Nuove rotte per il vino italiano, export a 400 milioni nel 2025 e +4,3% in un anno – Vino
Nel 2025 le esportazioni di vino nei
13 mercati emergenti analizzati dal nuovo report di Wine Monitor
di Nomisma hanno superato i 400 milioni di euro, +4,3% rispetto
al 2024. I produttori italiani hanno iniziato a guardare con
maggiore attenzione ad altre aree geografiche, in un contesto di
mercato caratterizzato da guerre, calo dei consumi e dazi in
Usa, che restano comunque la principale destinazione.
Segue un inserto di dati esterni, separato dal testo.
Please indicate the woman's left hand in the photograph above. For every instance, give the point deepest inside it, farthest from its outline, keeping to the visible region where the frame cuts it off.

L’analisi,
focalizzata su Angola, Bulgaria, Colombia, Costa d’Avorio,
India, Kazakistan, Marocco, Messico, Perù, Polonia, Repubblica
Ceca, Romania, Thailandia, registra negli ultimi cinque anni,
una crescita delle importazioni mondiali di vino del 7,1%
all’anno per un valore di 1,7 miliardi di euro (+5,1% rispetto
al 2024), incidendo per circa il 5% del totale.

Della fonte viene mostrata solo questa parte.